Notably, the negative returns prevailed despite local economic data repeatedly surprising on the upside:

  • Q2 and Q3 GDP growth was up 4.2% and 3.4% respectively, driven largely by tax cuts.
  • The US added 2.6 million jobs in 2018, up from 2.2 million in 2017. This resulted in the unemployment rate dropping to 3.7%, its lowest level since December 1969.
  • Corporate profitability continued to surge, with S&P 500 companies generating an expected $162 of combined operating earnings, up 23% year over year.

Despite the strong economic data, the market pullback was based primarily on a few key factors:

  • Recession concerns: After a 10-year bull market following the Great Recession, market participants have become jittery at any sign of negative data, interpreting the data as the start of the next recession. Typically, market bears will closely watch for yield curve inversion (when short term interest rates are higher than long term rates), which has been a leading indicator in 5 of the last 5 recessions. The spread on 10-year Treasuries over 2-year Treasuries is the proxy for yield curve inversion and has slowly been trending towards the negative (0.21% at the end of December 2018 versus 0.51%  a year earlier and 1.25% a year before that).
  • Interest rates: The Federal Reserve raised interest rates four times in 2018 – 1.00% in aggregate – which has slowed lending growth and made cash and bonds more attractive to risk averse investors.
  • Global growth: Fears of slowing global growth due to trade wars, as well as question marks over future corporate earnings growth due to the effects of tariffs on company input costs.

2019: Defense First, with Selective Opportunistic Offense

We expect 2019 to be categorized by positive, yet slowing, economic growth. Look for $170-$175 in earnings from the S&P 500, for a 4.5% – 7.5% growth rate over 2018. GDP growth to come in around 2.5% now that lower tax rates are baked into historical numbers. Political uncertainty and the adverse effects of an ongoing government shutdown will continue to be a drag on sentiment.

If inflation remains in check and the Federal Reserve sees no signals of the economy overheating, expect two more rate hikes in 2019. This means we’re close to the end of the rising rate environment, which should bode well for fixed income and real estate income securities.

Our positioning for 2019 is that volatility will likely continue and that we are indeed late in the economic cycle, with a recession becoming more likely in the next 12-24 months as the yield curve approaches inversion.
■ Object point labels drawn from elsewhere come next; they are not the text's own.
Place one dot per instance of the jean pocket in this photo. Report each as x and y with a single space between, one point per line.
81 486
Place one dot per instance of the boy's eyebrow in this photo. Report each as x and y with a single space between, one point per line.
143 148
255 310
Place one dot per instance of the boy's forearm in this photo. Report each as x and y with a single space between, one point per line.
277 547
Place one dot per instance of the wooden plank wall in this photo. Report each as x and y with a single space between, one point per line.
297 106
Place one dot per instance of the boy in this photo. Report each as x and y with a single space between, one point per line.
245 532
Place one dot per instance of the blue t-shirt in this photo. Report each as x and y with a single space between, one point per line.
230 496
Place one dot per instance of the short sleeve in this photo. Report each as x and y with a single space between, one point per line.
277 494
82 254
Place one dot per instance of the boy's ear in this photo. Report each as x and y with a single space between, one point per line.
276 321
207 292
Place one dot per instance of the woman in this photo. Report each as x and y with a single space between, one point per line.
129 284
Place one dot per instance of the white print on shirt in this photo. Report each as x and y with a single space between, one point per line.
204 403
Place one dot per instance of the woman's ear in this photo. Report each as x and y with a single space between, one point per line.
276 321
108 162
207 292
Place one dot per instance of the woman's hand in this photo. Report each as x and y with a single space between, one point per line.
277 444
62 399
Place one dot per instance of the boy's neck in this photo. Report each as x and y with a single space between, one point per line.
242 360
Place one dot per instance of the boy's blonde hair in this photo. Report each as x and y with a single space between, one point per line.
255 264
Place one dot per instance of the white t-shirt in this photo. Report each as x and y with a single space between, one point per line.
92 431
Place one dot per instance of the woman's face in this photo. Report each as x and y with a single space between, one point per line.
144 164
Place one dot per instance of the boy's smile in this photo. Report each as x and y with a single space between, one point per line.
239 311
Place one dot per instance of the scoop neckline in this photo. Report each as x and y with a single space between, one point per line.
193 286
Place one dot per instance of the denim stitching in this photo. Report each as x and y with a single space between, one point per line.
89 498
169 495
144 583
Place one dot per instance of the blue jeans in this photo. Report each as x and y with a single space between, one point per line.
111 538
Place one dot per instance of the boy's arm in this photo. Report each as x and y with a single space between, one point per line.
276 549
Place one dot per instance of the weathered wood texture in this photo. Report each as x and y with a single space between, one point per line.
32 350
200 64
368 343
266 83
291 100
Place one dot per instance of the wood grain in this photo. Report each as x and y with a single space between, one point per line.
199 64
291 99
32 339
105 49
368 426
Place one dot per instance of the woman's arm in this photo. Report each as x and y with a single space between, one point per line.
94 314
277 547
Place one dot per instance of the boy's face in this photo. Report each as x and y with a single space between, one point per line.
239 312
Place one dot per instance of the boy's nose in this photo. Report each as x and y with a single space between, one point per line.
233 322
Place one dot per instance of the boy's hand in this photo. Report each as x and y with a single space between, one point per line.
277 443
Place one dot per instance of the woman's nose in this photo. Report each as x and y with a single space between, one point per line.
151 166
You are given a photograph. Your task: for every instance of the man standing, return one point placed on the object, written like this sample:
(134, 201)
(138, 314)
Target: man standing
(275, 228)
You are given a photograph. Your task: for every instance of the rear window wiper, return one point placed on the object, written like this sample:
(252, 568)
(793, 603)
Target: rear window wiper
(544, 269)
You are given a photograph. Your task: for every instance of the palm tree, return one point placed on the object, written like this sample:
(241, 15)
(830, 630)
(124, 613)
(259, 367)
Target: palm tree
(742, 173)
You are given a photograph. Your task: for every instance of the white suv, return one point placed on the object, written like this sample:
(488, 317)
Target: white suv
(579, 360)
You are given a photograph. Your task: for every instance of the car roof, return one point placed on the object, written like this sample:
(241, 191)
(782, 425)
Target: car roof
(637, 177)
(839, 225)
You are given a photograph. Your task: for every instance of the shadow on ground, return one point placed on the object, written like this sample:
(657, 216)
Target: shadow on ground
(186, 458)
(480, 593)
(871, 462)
We believe it’s time to position our portfolios more defensively to limit downside exposure, while selectively taking advantage of opportunities that present themselves in choice markets:

  • Lower exposure and weightings to riskier assets like small cap and growth stocks.
  • Extend bond duration and increase allocation to real estate income considering the Federal Reserve has signaled it is unlikely to aggressively raise rates without due cause.
  • We favor large cap stocks over small cap, value over growth, consumer staples, utilities and healthcare over more cyclical sectors like materials and consumer discretionary.
  • Increase cash on hand for opportunistic buying when choice markets and sectors sell off.
  • International equities appear enticing on a valuation basis, but look for catalysts for growth and returns in strategic international markets.